In both cases, the fish deck’s cards are wildly underpowered and stupid looking as soon as you take them up against a deck that isn’t going broken, and most fish decks in history have this problem. LaBarre did well at Rome becuase he played against eleven Time Spiral-based combo decks in the swiss, going 10-0 against them. He was 1-2-1 against other decks. I don’t have a way of knowing Max’s road to the top eight in Columbus, but I have to assume that he played against a lot of Flash.

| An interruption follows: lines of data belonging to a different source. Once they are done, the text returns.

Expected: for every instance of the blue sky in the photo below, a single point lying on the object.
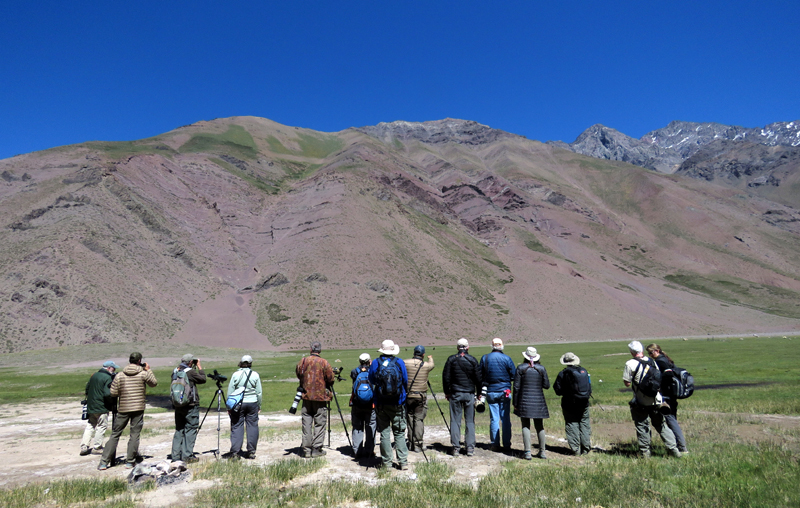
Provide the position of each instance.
(80, 71)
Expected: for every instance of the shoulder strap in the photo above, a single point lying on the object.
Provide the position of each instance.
(415, 374)
(246, 380)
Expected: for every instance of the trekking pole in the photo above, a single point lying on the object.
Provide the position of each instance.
(440, 408)
(414, 431)
(346, 433)
(329, 424)
(595, 401)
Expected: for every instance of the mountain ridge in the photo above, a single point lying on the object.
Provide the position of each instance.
(251, 234)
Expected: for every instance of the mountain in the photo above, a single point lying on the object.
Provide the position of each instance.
(245, 233)
(753, 159)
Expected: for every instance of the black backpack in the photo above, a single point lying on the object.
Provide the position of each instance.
(389, 381)
(650, 382)
(581, 383)
(682, 386)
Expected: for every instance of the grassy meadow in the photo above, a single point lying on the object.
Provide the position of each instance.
(736, 459)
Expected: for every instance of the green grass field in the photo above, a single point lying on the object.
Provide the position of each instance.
(735, 378)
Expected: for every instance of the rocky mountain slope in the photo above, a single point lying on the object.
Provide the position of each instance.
(758, 159)
(245, 233)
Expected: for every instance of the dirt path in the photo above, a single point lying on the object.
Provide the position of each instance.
(42, 442)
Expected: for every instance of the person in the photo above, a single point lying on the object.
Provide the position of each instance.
(497, 372)
(187, 418)
(99, 403)
(665, 365)
(644, 409)
(417, 398)
(389, 377)
(461, 380)
(248, 412)
(362, 412)
(130, 386)
(574, 387)
(316, 378)
(530, 381)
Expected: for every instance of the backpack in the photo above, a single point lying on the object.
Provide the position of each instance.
(362, 389)
(682, 386)
(581, 384)
(389, 381)
(650, 382)
(180, 390)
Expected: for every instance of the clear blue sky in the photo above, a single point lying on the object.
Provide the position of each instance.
(79, 71)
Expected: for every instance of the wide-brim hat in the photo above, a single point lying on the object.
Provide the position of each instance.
(388, 347)
(531, 355)
(570, 359)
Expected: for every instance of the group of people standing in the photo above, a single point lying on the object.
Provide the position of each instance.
(389, 398)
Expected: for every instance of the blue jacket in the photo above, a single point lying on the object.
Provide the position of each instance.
(373, 378)
(497, 371)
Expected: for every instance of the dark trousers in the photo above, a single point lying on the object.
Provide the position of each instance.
(136, 419)
(416, 411)
(364, 425)
(187, 423)
(247, 416)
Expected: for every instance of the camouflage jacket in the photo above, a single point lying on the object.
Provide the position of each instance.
(315, 375)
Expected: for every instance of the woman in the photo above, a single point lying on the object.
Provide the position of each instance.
(248, 414)
(528, 399)
(665, 364)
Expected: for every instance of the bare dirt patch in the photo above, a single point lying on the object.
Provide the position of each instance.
(42, 441)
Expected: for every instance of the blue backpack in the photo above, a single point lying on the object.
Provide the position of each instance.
(389, 385)
(362, 390)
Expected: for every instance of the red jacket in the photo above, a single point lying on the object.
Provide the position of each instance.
(315, 375)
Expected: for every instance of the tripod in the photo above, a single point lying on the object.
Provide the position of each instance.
(218, 395)
(335, 398)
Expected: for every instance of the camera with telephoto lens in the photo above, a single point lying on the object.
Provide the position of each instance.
(219, 378)
(297, 397)
(480, 402)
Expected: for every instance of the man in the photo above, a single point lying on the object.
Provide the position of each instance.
(316, 377)
(389, 377)
(417, 398)
(575, 388)
(187, 418)
(99, 403)
(461, 379)
(497, 371)
(644, 408)
(130, 386)
(362, 413)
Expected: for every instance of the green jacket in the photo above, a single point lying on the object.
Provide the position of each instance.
(98, 393)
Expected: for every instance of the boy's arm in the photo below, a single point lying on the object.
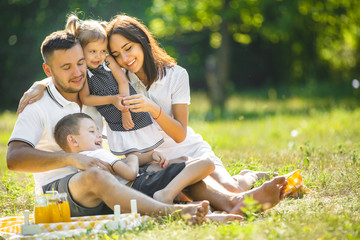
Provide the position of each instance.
(24, 158)
(127, 170)
(152, 156)
(93, 100)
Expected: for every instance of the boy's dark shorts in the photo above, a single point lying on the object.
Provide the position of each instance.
(76, 210)
(151, 182)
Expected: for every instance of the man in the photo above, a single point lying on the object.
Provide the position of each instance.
(32, 148)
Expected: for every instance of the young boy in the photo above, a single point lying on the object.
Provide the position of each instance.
(78, 133)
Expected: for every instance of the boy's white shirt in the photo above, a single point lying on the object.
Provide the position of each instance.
(35, 126)
(105, 156)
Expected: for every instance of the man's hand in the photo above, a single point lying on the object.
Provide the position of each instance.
(159, 157)
(84, 162)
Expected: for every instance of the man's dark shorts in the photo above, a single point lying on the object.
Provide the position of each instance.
(76, 210)
(153, 181)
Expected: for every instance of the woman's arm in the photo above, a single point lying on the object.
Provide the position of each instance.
(127, 170)
(174, 127)
(119, 76)
(123, 85)
(35, 92)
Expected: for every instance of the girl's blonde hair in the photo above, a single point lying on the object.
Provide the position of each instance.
(86, 31)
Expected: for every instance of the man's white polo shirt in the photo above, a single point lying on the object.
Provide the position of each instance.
(35, 126)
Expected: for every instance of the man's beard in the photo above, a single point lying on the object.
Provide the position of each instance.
(66, 88)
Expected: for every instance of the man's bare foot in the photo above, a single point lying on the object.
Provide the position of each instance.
(163, 196)
(224, 218)
(194, 213)
(267, 195)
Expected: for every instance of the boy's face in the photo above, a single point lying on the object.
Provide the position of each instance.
(89, 137)
(95, 53)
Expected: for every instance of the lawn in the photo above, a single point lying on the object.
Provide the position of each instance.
(320, 136)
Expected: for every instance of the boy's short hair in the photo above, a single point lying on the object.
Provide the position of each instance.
(59, 40)
(68, 125)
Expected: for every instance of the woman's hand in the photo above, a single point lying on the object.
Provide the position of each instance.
(32, 95)
(117, 102)
(161, 159)
(140, 103)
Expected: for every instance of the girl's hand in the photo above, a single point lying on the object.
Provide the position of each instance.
(111, 60)
(127, 120)
(159, 157)
(139, 103)
(32, 95)
(117, 102)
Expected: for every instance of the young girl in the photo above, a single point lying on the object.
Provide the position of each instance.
(106, 86)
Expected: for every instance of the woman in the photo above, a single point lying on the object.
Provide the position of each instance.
(164, 92)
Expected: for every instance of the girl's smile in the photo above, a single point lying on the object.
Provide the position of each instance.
(95, 53)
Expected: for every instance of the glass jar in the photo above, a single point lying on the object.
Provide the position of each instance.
(41, 211)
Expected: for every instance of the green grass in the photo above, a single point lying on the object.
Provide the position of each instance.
(257, 134)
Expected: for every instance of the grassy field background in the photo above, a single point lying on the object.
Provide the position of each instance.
(320, 136)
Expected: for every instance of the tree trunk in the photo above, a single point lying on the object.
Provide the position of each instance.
(218, 72)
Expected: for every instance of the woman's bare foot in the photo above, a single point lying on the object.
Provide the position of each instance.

The reason your fish deck probably sucks is that you probably packed it full of cards that are terrible in a vacuum. You’re going to beat the best decks, but in a wide open environment there are going to be a ton of players who show up with decks that are terrible for one reason or another. They might be pet decks that their players will never let die, they might be distorted due to card access limitations, or your opponent might just be terrible and not know that their deck sucks. If you don’t play a deck that is powerful enough in a vacuum, those guys are going to beat you. When all of your opponent’s cards are indistinct and equally important, Meddling Mage changes from a pinpoint weapon to a Grizzly Bear, and Force of Will changes from a free way to stop their most important card to a self-inflicted Hymn to Taurach. I don’t want to play Grizzly Bear when I could be playing Flash.
I believe that the allure of fish decks for a lot of players is that they see the obvious best strategy, and leap to the conclusion that they should try to beat it. When the “best strategy” offers you consistent turn two and three kills or something similarly ridiculous, that conclusion isn’t a logical leap- it’s more like a leap off of a cliff onto sharp rocks that are being battered by high waves. The logical thing to do is to just play the obvious best strategy that wins on turn two or three.
I’m not above that. Why should you be?